2880. — À MADAME DE FONTAINE.
À Prangins, pays de Vaud, 13 février.

Vous avez donc été sérieusement malade, ma chère nièce, et vous avez également à vous plaindre d’un souper et d’une médecine ? Il est bien cruel que la rhubarbe, qui me lait tant de bien, vous ait fait tant de mal. Venez raccommoder votre estomac avec les truites du lac de Genève ; il y en a qui pèsent plus que vous, et qui sont assurément plus grasses que vous et moi. Je n’ai pas un aussi beau château que M. de Prangins : cela est impossible, c’est la maison d’un prince ; mais j’ai certainement un plus beau jardin, avec une maison très-jolie. Le palais de Prangins et ma maison sont dans la plus belle situation de la nature. Vous serez mieux logée à Prangins que chez moi ; mais j’espère que vous ne mépriserez pas absolument mes petits pénates, et que vous viendrez les embellir de votre présence et de vos dessins. Apportez-moi surtout les plus immodestes pour me réjouir la vue. Les autres sens sont en piteux état ; je dégringole assez vite ; j’ai choisi un assez joli tombeau, et je veux vous y voir. Les environs du lac de Genève sont un peu plus beaux que Plombières, et il y a tout juste dans Prangins même une eau minérale[1] très-bonne à boire, et encore meilleure pour l’estomac. Je la crois très-supérieure à celle de Forges.

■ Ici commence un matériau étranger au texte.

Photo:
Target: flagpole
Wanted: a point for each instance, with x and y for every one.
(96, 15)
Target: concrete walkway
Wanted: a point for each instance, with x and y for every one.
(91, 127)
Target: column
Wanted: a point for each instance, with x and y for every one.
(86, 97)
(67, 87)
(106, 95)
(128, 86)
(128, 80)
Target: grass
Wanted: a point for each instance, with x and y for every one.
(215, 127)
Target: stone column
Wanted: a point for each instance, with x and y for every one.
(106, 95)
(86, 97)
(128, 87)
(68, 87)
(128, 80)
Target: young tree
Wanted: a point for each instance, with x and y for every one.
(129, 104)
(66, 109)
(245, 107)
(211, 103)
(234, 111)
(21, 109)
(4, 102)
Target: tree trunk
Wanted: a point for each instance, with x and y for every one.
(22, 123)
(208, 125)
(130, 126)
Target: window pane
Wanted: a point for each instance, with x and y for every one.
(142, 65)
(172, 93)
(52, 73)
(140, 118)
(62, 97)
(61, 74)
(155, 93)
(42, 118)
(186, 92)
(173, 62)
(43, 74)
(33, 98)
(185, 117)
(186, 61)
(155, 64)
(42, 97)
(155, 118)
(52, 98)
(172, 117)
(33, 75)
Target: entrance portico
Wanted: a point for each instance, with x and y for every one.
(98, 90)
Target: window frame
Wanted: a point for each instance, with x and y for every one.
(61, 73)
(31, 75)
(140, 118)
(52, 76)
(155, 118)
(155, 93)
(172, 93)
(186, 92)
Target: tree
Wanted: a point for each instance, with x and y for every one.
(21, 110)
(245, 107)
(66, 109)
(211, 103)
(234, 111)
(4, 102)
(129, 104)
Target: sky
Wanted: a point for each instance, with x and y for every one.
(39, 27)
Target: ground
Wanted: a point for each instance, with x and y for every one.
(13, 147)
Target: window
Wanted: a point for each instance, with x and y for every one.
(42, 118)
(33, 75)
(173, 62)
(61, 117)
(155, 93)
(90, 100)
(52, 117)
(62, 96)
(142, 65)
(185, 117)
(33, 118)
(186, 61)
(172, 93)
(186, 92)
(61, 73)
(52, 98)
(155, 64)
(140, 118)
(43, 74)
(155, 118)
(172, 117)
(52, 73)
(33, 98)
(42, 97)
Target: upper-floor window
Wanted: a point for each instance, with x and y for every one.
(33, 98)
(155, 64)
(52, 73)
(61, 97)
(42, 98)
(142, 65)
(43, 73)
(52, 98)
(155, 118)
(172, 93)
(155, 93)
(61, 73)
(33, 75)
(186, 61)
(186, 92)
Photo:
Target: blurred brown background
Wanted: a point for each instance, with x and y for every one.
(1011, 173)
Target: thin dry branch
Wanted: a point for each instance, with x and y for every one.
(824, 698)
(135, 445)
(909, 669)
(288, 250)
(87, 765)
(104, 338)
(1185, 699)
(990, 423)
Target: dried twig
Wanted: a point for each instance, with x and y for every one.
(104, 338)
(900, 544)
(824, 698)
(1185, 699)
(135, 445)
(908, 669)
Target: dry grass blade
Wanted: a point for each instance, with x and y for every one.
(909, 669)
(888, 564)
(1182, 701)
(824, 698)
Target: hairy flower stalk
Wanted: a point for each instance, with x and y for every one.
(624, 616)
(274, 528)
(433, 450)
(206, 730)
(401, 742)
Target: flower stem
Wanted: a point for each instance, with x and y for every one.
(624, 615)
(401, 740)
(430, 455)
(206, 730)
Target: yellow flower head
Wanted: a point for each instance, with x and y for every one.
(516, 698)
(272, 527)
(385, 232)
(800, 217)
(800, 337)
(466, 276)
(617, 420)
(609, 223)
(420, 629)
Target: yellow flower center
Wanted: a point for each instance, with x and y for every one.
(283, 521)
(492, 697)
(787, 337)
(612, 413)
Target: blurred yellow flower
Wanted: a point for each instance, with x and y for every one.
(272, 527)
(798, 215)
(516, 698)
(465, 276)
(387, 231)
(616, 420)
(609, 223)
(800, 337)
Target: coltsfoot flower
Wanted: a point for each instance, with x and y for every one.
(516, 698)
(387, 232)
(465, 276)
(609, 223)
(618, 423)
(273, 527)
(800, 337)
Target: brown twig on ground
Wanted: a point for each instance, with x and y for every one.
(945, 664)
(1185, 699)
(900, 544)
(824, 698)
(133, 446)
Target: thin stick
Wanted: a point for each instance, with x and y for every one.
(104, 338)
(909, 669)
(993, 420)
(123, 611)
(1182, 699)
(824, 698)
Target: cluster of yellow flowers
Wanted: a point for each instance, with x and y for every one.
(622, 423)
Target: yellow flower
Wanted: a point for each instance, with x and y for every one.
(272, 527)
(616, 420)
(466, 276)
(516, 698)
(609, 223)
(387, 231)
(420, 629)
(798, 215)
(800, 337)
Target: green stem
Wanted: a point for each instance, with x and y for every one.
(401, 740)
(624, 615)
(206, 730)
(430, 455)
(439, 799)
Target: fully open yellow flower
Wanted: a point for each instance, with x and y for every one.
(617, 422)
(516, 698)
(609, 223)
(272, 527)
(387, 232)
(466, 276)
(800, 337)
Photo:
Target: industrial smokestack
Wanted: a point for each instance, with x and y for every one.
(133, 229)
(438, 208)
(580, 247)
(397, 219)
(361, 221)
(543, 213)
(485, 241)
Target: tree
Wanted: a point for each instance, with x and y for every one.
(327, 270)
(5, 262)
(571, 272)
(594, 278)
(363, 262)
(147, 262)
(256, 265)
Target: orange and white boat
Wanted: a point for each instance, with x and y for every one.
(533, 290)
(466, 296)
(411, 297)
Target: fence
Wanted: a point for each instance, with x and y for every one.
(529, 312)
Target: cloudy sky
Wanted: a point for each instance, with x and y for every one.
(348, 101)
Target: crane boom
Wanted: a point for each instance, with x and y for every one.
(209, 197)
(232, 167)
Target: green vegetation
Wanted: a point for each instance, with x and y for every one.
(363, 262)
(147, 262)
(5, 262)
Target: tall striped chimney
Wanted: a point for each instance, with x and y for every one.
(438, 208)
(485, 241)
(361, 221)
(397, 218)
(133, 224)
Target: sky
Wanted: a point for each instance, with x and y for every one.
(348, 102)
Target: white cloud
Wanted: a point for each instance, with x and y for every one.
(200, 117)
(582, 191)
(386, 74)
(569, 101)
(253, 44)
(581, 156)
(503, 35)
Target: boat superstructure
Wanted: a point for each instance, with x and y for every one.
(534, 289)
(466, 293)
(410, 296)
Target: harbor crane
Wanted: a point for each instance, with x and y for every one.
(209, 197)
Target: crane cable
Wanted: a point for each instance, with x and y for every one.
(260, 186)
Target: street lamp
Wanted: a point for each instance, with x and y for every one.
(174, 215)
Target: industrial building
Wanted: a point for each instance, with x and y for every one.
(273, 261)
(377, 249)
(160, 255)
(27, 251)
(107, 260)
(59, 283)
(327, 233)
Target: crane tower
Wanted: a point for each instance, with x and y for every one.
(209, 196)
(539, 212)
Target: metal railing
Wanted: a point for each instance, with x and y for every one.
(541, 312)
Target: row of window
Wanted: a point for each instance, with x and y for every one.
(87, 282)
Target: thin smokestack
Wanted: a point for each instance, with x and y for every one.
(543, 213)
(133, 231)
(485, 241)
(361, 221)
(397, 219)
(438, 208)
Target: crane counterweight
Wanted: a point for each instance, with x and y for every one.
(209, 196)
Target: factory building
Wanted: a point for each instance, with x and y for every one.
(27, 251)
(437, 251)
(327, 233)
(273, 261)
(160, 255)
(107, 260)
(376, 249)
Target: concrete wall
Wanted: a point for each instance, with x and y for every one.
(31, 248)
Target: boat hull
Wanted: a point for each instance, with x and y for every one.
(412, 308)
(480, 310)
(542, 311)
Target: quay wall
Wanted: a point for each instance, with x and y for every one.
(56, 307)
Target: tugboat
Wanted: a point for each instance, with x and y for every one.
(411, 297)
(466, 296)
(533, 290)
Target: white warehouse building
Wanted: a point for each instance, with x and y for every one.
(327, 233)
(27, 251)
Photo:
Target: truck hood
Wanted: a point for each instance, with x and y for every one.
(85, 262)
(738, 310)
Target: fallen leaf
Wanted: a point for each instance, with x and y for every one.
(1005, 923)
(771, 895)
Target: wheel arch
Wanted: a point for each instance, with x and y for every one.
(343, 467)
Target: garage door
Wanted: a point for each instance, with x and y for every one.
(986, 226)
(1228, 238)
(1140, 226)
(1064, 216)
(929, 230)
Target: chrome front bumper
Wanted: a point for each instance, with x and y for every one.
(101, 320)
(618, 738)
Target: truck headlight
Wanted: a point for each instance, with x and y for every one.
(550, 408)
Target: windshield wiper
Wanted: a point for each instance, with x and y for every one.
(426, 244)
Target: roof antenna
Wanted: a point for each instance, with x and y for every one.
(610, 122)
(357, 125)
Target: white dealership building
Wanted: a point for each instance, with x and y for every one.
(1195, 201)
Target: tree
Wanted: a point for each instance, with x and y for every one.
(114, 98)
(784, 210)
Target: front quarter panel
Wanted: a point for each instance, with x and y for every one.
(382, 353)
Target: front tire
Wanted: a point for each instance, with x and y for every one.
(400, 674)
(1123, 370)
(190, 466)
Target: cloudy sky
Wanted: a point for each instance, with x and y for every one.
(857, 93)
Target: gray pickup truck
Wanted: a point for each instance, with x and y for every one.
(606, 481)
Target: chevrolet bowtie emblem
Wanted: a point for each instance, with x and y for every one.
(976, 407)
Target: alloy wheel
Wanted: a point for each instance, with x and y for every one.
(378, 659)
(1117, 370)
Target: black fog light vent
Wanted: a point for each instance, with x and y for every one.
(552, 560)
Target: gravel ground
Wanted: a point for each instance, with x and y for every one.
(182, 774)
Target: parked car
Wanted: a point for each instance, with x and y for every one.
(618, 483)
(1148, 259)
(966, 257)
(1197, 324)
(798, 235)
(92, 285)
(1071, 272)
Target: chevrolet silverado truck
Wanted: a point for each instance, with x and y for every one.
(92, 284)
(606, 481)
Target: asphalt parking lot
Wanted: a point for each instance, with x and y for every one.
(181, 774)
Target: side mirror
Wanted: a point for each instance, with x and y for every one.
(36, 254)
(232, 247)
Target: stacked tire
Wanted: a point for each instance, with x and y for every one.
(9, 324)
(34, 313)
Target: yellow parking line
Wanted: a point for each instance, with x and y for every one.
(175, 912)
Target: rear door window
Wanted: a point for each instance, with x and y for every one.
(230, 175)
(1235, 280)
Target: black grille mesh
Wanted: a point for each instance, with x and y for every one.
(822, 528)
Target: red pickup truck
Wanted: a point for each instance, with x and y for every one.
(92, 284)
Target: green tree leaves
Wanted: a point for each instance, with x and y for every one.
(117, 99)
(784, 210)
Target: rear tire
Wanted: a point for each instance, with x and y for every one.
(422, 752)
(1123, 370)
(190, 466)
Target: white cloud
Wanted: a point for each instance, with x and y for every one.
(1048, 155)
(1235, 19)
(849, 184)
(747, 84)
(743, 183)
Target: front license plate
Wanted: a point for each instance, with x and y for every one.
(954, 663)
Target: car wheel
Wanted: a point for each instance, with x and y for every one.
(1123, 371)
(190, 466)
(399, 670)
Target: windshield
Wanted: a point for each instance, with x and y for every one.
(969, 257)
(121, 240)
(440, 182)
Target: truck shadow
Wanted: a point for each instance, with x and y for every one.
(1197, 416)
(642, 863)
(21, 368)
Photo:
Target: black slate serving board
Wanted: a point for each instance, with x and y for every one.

Venez en boire avec nous, ma chère nièce ; tâchez d’amener Thieriot. Il veut venir par le coche ; il serait roué, et arriverait mort. Songez d’ailleurs qu’il faut être les plus forts à Prangins. Vous y trouverez des Suisses, amenez-y des Français. Pour ma maisonnette, elle n’est point en Suisse ; elle est à l’extrémité du lac, entre les territoires de France, de Genève, de Suisse, et de Savoie. Je suis de toutes les nations. On nous a très-bien reçus partout : mais le plus grand plaisir dont nous jouissions à présent est celui de la solitude. Nous y employons nos crayons à notre manière. Nous vous montrerons nos dessins en voyant les vôtres ; nous jouirons des charmes de votre amitié ; vous verrez des gens de mérite de toute espèce ; vous mangerez des pêches grosses comme votre tête, et on tâchera même de vous procurer des quadrilles ; mais nous avons plus de truites et de gelinottes que de joueurs. Enfin, venez, et restez le plus que vous pourrez. Mes compliments à labbé[2] sans abbaye.


Belle Philis, on désespère
Alors qu’on espère toujours.

(Molière, le Misanthrope, acte I.)

Je ne vous écris point de ma main. Excusez un malade, et croyez que c’est mon cœur qui vous écrit.

  1. Voyez plus haut la fin de la lettre 2831.
  2. L’abbé Mignot, nommé abbé commendataire de Scelliéres vers le mois de juin 1755.